Years in Museum Field: 1
Degrees/Certificates: Bachelor’s in Anthropology with a Minor in History from the State University of New York College at Oneonta, currently working toward a Master’s Degree in Museum Education at the University of the Arts
Current Position: Docent at the Museum of Elfreth’s Alley, Evaluator at the Chemical Heritage Foundation Museum, Student at UArts
Previous Museum Experience: Docent, Visitor Center Greeter, and Assistant Archaeologist and Camp Organizer for Youth Archaeology Summer Camp at Historic Huguenot Street in New Paltz, NY
Other Relevant Work Experience: Teaching Assistant in upper division course (Anthropology 312: Exhibiting Cultures in Museums) at SUNY Oneonta
Did a mentor play a significant role in your career development? Lisa Stahl, Professor of Anthropology at SUNY Oneonta, sparked my interest in museum studies and inspired me to pursue a career in the field. She is truly the sweetest woman in the world.
Helen Shannon, Professor of Museum Education at the University of the Arts, is one of the most inspirational career driven women I have ever met. I have never had a professor who has pushed me so hard to succeed, and I will be forever grateful to the role she has played in the development of my career as I pursue my Master’s Degree.
How does your current position fit into your career plan? My internship at Elfreth’s Alley is part of a requirement in maintaining my Master’s Degree in Museum Education from the University of the Arts, which I plan to have completed by the end of December 2013.
What museum organizations do you belong to? American Alliance of Museums and Philly EMP
What do you know now that you wish you knew when you began in this profession? You won’t be making millions… or anywhere close. So love what you do, or don’t do it at all.

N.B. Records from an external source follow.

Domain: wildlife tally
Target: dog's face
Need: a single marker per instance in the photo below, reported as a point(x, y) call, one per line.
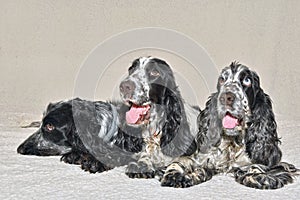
point(237, 88)
point(51, 138)
point(147, 81)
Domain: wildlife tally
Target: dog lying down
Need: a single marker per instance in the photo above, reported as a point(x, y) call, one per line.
point(146, 131)
point(237, 135)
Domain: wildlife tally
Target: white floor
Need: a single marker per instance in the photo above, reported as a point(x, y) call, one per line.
point(32, 177)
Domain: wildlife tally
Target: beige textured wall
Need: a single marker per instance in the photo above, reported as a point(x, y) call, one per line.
point(43, 43)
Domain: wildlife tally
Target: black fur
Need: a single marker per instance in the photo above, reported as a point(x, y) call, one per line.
point(249, 150)
point(96, 135)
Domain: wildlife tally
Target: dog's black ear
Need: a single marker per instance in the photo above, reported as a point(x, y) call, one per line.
point(261, 137)
point(176, 139)
point(209, 124)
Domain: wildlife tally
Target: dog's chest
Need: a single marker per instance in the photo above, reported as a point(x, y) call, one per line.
point(229, 154)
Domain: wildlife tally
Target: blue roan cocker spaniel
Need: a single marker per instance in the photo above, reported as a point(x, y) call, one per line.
point(237, 134)
point(146, 130)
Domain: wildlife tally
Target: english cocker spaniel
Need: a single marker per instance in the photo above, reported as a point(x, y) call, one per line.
point(150, 127)
point(237, 134)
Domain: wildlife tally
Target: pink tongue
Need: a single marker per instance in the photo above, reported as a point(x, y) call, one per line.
point(229, 122)
point(135, 112)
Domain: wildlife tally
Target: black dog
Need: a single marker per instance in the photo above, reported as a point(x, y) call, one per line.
point(150, 128)
point(237, 134)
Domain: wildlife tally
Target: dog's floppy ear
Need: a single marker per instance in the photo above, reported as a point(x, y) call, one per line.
point(176, 139)
point(210, 126)
point(261, 137)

What do you enjoy most about your position? The best part about being an educator is seeing people’s reactions when you teach them something new and interesting. I like to think that by teaching one visitor, I’m also teaching their friends, family, and anyone else they may share their memories and experience with after they leave the museum. Information is contagious.
What is it that keeps you engaged at work? What keeps me engaged, is other people’s engagement. As long as there are people interested and willing to learn, I will be ready and willing to teach.
Kara Gaffken received her undergraduate degree from the State University of New York College at Oneonta in Anthropology, with a Minor in History. Soon after beginning her studies, Kara got caught up in the romantic idea of archaeology; the whole Indiana Jones thing and the spectacle of it all. However, it wasn’t until the summer before her senior year that Kara actually went on a dig.
“It was so interesting!” Kara recalls. “I learned so much and had an amazing experience! I was also dirty, sweaty, sunburned, and exhausted for 4 weeks straight. (And the lab experience didn’t exactly spark my interest…) I realized that archaeology was an awesome field, but it was not for me.”
After this realization, Kara decided to change direction. With a love for history and teaching others, but not being a big fan of the formal education system, museums seemed like the perfect fit.
Fun Fact: As an undergrad, Kara spent 4 weeks in Poland excavating a mortuary site from the 17th century with other students from all over the world.